Extensions to incorporate covariates in an npLCM are critical for two reasons. Firstly, covariates such as season, age, disease severity and HIV status may directly influence $\bm{\pi}$ . Secondly, in an npLCM without covariates, the relative probability of assigning a case subject to class $\ell$ versus class $\ell^{\prime}$ depends on the FPRs (Wu et al.,, 2016) which are estimable using the control data. However, the FPRs may vary by covariates which if not modeled will bias the assignment of cause-specific probabilities for each case subject. For example, pathogen A found in a case’s nasal cavity less likely indicates etiologic significance than a colonization during seasons with high asymptomatic carriage rates, and much more so when the same pathogen rarely appears in healthy subjects.

Adapting existing no-covariate methods to account for discrete covariates, one may perform a fully-stratified analysis by fitting an npLCM to the case-control data in each covariate stratum. Like pLCM, the npLCM is partially-identified in each stratum (Wu et al.,, 2017), necessitating multiple sets of independent informative priors across multiple strata. There are two primary issues with this approach. First, sparsely-populated strata defined by many discrete covariates may lead to unstable PEF estimates. Second, it is often of policy interest to quantify the overall cause-specific disease burdens in a population. Let the overall PEFs $\bm{\pi}^{\ast}=(\pi^{\ast}_{1},\ldots,\pi^{\ast}_{L})^{\top}$ be the empirical average of the stratum-specific PEFs. Since the informative TPR priors are often elicited for a case population and rarely for each stratum, reusing independent prior distributions of the TPRs across all the strata will lead to overly-optimistic posterior uncertainty in $\bm{\pi}^{\ast}$ , hampering policy decisions.

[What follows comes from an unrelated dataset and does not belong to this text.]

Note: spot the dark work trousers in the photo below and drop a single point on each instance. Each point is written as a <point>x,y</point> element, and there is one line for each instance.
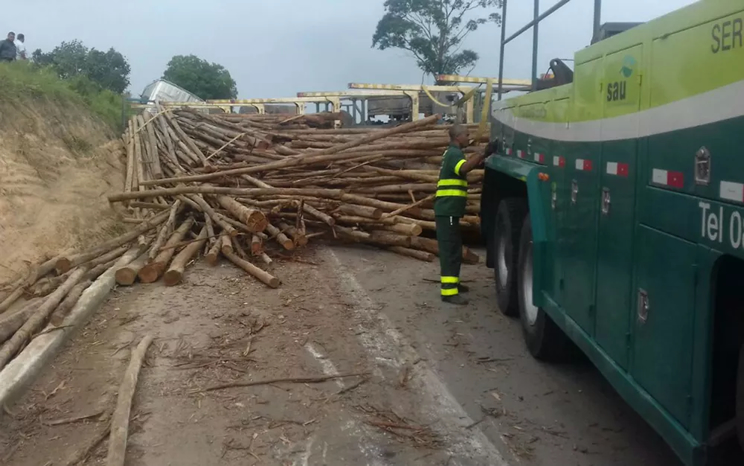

Estimating disease etiology across discrete and continuous epidemiologic factors needs new methods in a general modeling framework. In this paper, we extend the npLCM to perform regression analysis in case-control disease etiology studies that (a) incorporates controls to estimate the PEFs, (b) specifies parsimonious functional dependence of $\bm{\pi}$ upon covariates such as additivity, and (c) correctly assesses the posterior uncertainty of the PEF functions and the overall PEFs $\bm{\pi}^{\ast}$ by applying the TPR priors just once.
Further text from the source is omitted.